# Ca18det gearbox



## plutos3 (Nov 17, 2013)

I have a gearbox from a ca18det and want to use in my kitcar. What I dont know is what engine will mate up apart from the turbo engine. for example would the sr20 fit. I look forward to your replies Paul.


----------



## BeyondBiscuits2 (Jan 18, 2006)

A CA18DET transmission will work with any CA-series engine (CA16DE, CA18DE, CA18ET, CA18DET, CA20E, etc.) and it should also work with an RB-series engine (RB20DET, RB25DET, RB26DETT). Models you'll find with a CA-series engine include: 1984-1988 Nissan 200SX S12 (RWD), 1984-1986 Nissan 200SX S12 Turbo (RWD), 1981-1986 Nissan Stanza T11 (FWD), 1986-1990 Nissan Stanza T12 (FWD).

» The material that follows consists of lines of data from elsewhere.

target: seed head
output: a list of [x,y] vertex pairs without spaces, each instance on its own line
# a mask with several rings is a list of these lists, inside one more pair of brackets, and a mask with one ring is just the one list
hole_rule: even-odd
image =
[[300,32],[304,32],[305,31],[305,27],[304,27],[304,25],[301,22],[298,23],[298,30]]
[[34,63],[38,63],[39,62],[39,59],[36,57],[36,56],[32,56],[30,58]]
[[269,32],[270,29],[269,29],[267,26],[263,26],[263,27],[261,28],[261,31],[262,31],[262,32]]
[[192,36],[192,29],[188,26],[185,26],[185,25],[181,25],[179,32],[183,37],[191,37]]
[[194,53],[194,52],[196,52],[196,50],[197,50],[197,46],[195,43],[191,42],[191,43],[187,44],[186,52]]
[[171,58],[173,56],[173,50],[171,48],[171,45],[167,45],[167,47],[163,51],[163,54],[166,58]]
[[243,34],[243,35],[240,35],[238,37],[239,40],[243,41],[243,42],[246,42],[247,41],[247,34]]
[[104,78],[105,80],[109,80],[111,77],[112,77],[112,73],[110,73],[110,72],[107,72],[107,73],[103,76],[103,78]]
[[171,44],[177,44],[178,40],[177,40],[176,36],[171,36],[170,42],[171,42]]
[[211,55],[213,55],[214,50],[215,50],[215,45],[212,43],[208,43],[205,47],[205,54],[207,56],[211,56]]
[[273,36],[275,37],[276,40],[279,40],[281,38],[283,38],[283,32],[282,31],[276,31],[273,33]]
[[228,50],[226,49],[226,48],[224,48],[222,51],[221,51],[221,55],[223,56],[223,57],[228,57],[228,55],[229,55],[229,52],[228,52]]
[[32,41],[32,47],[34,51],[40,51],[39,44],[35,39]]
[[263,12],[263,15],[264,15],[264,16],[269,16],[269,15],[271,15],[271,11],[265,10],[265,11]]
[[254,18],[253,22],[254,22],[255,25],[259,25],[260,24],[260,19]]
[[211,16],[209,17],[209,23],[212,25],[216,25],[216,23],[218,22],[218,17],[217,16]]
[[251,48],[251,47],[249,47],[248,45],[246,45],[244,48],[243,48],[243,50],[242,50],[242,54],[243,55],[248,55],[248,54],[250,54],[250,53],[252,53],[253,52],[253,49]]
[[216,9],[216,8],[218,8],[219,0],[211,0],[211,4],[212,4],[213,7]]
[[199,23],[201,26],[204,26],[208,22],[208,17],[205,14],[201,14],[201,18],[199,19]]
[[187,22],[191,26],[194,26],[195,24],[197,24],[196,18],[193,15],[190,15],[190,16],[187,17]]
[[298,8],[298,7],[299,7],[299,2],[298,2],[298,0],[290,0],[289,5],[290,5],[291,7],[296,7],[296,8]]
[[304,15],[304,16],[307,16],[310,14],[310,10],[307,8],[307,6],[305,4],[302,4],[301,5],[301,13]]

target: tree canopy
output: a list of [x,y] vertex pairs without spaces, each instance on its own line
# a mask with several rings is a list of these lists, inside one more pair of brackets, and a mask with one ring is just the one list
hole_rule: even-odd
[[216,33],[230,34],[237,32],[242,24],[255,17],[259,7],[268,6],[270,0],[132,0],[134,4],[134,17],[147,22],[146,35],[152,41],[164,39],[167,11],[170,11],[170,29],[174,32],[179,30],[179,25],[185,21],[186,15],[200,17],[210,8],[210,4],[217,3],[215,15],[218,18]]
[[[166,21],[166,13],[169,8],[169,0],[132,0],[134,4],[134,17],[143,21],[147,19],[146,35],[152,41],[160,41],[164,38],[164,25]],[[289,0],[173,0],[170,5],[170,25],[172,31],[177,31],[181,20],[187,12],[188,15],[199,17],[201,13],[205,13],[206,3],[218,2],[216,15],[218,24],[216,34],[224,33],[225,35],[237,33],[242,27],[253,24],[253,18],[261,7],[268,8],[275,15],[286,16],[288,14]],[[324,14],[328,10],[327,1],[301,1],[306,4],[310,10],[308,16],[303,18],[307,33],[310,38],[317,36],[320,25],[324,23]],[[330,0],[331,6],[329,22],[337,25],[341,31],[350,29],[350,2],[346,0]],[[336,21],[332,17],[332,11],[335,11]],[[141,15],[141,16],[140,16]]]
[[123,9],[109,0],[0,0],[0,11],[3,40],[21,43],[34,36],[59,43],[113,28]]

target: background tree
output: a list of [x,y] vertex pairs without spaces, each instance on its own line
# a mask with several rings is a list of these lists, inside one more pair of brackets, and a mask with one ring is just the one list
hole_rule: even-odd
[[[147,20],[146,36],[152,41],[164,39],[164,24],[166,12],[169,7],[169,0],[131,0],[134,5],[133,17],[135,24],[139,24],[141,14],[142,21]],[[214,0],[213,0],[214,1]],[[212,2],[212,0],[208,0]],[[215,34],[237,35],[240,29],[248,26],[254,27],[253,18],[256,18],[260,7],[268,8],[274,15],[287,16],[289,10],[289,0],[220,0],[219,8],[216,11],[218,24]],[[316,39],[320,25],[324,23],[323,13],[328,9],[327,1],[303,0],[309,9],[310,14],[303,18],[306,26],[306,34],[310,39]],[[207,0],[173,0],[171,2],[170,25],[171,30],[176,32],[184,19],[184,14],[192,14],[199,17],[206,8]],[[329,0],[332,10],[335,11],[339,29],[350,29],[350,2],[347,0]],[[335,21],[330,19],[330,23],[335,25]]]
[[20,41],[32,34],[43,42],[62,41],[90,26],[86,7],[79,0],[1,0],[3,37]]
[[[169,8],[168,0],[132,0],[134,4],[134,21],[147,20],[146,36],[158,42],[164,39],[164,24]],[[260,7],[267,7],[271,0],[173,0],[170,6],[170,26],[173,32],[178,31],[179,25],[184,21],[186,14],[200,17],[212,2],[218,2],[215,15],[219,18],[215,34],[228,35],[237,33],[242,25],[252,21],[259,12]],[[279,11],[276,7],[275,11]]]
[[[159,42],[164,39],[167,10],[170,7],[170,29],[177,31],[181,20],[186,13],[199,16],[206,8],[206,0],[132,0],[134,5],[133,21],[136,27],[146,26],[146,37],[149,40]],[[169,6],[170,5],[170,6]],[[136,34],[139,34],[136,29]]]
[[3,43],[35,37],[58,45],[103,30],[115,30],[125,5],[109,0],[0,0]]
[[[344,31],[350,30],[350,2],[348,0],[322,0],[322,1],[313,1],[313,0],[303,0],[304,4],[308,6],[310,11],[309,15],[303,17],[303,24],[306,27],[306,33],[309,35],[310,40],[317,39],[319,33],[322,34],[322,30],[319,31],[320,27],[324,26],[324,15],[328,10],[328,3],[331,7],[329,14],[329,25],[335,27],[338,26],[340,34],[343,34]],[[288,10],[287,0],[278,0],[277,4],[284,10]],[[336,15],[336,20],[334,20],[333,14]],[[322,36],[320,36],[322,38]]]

I also think the Nissan Axxess came with a CA-series engine, but good luck finding one of those. Models that came with the RB-series include: NONE in the United States. If you're overseas, any number of vehicles had the RB-series, most notably the Nissan Skyline and Nissan Stagea. To use an SR-series engine, you'd need an SR-series transmission.


----------



## smj999smj (Jan 1, 2006)

The Axxess had a KA24E engine. I haven't seen one of them in at least 12 years! The Pulsar NX SE also had the CA-series engine, as well as the "Wally Wagon" Stanza Wagon.


----------



## BeyondBiscuits2 (Jan 18, 2006)

I completely forgot about the Pulsar NX SE... what a dolt! I was indeed thinking of the Stanza wagon, not the Axxess. I saw one in a scrapyard once, CA20E coupled with a 5-speed and button-activated 4WD. I always wanted the 4WD setup to use on a Stanza, but they crushed it before I ever had the money to scavenge it.


----------